As I wrote above, I able to pass the check on login page, then search once (and only once for me). Additionally, I have no issues with the same plugin set and same browser profile on any other web sites (and many of them are using cloudflare).

Thus, I believe problem is not in cloudflare code, but in code of steamdb code.

Too many users has been reported on this, as you see some of ray ids on ycombinator thread. Most of them are unable to open even login page. There reported only a small portion of actual users.

I reported the issue for you to verify the code if there's no small logic issues which could lead to such loop. I know, that code audit is a tedious task.

[xPaw]

But can you try it though?
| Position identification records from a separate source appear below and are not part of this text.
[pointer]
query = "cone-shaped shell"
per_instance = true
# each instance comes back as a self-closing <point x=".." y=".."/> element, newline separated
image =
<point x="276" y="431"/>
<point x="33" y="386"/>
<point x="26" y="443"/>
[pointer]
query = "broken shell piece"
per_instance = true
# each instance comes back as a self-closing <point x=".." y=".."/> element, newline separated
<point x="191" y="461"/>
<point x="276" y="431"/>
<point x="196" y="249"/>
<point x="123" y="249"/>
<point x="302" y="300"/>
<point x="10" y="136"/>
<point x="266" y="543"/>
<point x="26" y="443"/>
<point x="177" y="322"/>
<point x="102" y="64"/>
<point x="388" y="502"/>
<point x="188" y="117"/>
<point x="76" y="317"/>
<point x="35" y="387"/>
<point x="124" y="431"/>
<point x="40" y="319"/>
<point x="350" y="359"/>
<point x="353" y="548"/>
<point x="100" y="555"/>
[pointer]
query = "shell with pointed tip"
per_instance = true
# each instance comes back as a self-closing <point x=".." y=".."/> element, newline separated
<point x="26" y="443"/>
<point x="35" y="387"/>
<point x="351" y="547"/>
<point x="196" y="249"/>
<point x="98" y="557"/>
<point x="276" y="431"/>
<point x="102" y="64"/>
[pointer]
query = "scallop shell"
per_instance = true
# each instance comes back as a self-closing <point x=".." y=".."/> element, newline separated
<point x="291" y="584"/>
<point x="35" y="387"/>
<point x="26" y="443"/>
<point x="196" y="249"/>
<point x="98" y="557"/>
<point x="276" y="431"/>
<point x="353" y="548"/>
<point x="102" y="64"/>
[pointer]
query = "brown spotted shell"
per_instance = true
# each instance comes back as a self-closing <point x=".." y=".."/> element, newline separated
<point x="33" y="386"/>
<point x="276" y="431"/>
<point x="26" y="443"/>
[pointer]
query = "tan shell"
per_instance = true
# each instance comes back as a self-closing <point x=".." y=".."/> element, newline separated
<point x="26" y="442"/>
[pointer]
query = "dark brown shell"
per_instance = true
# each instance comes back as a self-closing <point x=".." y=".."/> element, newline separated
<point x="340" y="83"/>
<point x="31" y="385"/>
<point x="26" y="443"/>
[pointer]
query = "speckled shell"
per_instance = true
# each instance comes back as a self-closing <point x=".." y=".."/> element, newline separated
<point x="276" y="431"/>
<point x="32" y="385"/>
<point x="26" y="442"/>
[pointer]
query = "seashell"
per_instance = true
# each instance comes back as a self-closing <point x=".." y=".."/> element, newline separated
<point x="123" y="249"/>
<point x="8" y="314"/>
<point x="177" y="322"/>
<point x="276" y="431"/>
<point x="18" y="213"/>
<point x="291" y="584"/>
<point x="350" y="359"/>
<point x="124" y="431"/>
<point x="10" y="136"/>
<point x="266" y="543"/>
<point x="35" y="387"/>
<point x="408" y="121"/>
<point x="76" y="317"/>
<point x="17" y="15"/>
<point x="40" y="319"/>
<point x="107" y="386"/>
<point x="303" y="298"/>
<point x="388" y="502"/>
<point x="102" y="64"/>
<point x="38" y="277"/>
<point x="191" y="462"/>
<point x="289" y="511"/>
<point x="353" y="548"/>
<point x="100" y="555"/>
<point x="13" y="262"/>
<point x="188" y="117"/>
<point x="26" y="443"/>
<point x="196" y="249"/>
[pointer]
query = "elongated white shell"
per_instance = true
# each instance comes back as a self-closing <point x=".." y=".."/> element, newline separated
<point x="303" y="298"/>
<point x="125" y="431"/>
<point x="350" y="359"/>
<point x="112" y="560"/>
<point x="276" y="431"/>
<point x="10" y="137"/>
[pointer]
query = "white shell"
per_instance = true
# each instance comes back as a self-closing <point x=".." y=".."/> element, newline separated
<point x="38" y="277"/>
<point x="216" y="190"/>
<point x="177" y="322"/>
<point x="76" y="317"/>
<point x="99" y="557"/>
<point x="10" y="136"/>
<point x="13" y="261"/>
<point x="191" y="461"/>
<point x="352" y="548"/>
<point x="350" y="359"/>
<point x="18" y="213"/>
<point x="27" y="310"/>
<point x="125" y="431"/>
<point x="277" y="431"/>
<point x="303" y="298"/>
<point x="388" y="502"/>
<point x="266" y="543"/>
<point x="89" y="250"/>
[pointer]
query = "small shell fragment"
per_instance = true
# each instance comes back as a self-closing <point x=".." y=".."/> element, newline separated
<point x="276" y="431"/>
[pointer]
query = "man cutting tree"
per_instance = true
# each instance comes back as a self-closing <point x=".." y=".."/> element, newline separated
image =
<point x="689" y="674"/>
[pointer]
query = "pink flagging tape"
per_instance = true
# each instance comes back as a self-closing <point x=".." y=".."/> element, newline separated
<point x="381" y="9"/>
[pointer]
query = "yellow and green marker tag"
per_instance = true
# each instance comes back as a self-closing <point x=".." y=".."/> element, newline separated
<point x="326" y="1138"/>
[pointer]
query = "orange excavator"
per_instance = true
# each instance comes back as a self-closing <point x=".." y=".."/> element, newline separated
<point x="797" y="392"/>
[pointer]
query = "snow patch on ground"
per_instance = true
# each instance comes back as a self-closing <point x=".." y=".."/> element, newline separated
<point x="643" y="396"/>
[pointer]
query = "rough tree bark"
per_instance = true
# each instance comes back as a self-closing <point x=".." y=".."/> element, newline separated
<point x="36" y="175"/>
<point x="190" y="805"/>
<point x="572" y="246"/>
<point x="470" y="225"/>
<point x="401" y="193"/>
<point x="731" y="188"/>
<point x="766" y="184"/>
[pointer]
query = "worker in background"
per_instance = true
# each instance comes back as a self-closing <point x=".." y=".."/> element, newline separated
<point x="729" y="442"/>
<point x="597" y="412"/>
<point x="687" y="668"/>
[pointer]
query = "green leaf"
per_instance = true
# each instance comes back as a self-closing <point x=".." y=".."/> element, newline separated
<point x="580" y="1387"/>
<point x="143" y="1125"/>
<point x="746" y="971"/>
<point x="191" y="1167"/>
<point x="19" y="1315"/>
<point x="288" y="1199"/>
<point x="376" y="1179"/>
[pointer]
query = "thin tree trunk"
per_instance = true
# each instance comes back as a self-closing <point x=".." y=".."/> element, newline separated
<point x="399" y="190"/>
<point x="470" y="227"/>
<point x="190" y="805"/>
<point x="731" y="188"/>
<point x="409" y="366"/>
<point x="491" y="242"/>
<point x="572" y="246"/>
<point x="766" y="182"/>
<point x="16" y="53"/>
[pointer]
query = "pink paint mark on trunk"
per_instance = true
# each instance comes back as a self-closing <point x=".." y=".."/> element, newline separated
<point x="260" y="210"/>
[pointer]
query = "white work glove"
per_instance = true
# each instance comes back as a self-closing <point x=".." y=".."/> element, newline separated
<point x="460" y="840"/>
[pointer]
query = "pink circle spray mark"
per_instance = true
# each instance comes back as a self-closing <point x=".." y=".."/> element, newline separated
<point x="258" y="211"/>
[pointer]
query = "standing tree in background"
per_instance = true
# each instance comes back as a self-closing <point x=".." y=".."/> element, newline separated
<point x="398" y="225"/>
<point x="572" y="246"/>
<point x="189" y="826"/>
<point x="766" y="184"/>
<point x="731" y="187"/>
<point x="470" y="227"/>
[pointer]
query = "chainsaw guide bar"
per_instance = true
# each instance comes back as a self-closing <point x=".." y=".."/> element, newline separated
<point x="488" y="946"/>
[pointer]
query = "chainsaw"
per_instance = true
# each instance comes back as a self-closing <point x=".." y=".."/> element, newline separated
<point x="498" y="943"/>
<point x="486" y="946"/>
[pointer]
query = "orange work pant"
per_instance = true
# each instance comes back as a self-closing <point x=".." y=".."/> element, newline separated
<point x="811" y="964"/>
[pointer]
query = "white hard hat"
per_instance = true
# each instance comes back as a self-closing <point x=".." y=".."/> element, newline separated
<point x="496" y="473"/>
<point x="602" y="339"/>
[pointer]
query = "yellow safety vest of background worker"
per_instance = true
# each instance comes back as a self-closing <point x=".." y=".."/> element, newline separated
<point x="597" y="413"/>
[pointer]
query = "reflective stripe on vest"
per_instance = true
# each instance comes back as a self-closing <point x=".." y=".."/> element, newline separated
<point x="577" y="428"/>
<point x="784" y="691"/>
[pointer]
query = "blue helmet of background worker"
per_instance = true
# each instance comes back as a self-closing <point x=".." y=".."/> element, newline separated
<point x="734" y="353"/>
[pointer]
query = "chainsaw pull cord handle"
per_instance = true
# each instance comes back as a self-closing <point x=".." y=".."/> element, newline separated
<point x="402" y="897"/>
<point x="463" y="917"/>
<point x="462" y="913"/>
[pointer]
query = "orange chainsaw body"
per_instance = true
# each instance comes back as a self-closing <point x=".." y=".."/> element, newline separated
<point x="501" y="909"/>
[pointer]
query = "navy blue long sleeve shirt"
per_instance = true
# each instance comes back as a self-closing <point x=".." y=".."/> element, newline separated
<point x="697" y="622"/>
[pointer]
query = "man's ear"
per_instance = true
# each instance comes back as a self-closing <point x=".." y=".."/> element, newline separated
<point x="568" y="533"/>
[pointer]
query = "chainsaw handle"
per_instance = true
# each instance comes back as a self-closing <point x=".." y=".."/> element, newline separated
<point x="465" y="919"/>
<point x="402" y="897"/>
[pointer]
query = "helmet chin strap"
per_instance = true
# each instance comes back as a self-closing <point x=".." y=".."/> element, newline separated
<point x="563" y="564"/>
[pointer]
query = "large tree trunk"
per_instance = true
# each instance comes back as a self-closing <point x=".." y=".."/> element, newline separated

SteamDB doesn't have code that would cause extra encoding of urls (for & to appear), especially where it only affects you but not others.

And the challenge page has no steamdb javascript.

[eirnym]

Am I correct to say, that you believe the problem is on the cloudflare side?

[eirnym]

So you believe, that If I transfer all my settings to a new profile, I'll have a new result?

[xPaw]

I'm telling you to try a fresh profile without transferring any of the settings.

[eirnym]

If you say, that cloudflare is responsible for this infinite loop, please consider to report this to them. A normal user like me who have no webside behind cloudflare can't report for a random website about the problem. I supplied ray id which is enough for them to reproduce the problem.

[eirnym]

You can't reproduce, because you haven't enabled anti-fingerprinting settings in the browser. As other pages which require cloudflare like login page on steamdb can pass the cloudflare fingerprinting, I consider that search page should also pass similar check

[xPaw]

You can try sending them an email like they suggest in the HN thread. Not saying you have restrict fingerprint enabled is an important omission that breaks a lot of non obvious things.

And it seems like the bug is with ampersands which is odd, hence why login page works.

EDIT: I can't reproduce it with resistFingerprinting enabled either way. I'm thinking you have some addon that breaks it.

[eirnym]

If any of addons would break it, 1) we won't see any YCombinator posts about specifically cloudflare and firefox 2) other websites and pages (like login page on steamdb website) would break as well.

BTW, I haven't found any support page for regular users, not for a website holders. Website holders has a report system for their website and specific pages they could refer to. Their RAY ID has been included for them to track the problem

PS: resistFingerprinting is not the only anti-fingerprinting and privacy measures Firefox has.